The key is to use the best evidence that’s available right now to figure out the best course of action, the researchers agreed.
And be wary of bad actors who might try to fill in “data deficits” — the spaces where we still have lots of questions and not enough answers — with bad information, First Draft News suggests.
Don’t be afraid to disagree — politely
Misinformation is not black and white, Chinn said. A lot of people might share bad or misleading information with good intentions.
If someone in your circle posts something that isn’t true, she said, you might want to “gently and kindly” try to share the correct information, like by pointing to a reputable source in the comments.
Even if you aren’t able to change the sharer’s mind, a polite fact check might help others who see the post get the correct info, Chinn explained.

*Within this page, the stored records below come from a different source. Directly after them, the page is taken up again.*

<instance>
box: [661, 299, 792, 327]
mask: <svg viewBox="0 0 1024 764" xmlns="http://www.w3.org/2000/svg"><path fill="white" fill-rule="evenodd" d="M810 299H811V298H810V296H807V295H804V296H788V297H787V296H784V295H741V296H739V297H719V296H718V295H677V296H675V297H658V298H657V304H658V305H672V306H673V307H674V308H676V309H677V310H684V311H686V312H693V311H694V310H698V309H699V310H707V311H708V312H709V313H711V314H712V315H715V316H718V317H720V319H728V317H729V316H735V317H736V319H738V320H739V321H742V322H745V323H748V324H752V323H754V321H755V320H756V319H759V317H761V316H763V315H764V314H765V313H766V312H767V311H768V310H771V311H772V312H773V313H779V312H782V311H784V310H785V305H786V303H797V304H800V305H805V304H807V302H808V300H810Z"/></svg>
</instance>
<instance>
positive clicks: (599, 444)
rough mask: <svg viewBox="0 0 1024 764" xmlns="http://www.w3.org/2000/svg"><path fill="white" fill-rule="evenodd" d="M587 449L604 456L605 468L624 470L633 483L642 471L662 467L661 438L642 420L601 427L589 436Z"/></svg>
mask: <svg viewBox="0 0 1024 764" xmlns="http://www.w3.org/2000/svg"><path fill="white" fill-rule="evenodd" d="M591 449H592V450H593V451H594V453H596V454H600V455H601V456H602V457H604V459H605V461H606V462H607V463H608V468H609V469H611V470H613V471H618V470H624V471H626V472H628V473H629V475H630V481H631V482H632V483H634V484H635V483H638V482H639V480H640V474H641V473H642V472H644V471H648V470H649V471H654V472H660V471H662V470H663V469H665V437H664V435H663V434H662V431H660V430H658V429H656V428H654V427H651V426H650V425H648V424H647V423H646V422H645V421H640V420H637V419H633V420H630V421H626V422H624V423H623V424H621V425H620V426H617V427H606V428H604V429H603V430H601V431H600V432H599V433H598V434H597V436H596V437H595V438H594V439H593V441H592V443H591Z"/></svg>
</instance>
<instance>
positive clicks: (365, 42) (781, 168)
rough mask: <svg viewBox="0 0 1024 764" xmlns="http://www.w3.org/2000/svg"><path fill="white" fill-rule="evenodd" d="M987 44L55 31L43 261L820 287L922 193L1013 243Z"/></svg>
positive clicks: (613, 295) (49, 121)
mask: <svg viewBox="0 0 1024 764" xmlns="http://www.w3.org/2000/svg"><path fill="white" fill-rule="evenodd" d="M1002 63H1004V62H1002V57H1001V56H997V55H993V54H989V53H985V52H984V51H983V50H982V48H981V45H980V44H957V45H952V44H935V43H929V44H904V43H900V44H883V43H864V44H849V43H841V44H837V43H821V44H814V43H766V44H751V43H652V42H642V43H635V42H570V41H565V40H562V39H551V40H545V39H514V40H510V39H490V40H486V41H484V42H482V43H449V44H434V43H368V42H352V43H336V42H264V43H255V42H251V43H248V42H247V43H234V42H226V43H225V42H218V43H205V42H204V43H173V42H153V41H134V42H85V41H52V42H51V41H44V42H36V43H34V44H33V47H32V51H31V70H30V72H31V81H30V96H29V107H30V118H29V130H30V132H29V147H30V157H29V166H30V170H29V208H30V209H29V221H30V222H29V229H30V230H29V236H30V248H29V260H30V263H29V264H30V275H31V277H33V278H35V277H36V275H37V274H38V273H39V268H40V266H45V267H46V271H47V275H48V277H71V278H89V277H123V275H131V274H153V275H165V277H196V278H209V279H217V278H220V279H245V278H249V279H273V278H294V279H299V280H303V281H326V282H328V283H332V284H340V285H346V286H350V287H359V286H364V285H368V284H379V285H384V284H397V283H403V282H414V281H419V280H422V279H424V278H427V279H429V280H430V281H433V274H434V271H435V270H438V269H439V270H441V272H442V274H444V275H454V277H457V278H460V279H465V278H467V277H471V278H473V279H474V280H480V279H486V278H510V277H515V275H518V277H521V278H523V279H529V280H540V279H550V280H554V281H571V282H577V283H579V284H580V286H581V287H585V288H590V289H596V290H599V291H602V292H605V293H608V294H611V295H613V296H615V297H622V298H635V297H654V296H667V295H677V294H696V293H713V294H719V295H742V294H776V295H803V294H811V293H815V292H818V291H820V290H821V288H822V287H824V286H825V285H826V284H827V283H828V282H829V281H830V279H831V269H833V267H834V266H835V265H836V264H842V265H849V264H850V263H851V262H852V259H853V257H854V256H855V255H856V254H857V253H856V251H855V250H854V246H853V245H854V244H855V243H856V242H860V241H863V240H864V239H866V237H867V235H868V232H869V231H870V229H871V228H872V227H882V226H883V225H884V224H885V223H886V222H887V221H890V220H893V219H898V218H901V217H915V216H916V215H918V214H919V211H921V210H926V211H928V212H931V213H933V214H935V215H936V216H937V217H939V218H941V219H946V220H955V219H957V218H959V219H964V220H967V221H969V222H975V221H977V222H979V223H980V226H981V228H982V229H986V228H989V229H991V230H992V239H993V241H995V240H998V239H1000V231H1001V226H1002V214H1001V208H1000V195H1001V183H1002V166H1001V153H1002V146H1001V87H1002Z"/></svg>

Some research suggests that seeing a comment with a reputable source can help correct information from a misleading post.
Experts at the online information source Dear Pandemic recommend telling a “truth sandwich”: Leading with a fact, addressing the myth and countering with another fact.
And an advisory from the U.S. Surgeon General stresses the importance of having empathy for your misinformed loved ones — listening to understand them, not to judge them.
You still have to “pick your battles,” Brossard said, and fighting with people head-on may not be the most productive approach.
“We’ve all been through a really hard year. And we’ve all been impacted in some way by this pandemic, and we want it to end,” Chinn said. “You aren’t going to get anywhere trying to persuade someone to not believe misinformation, if you don’t understand why they’re believing it.”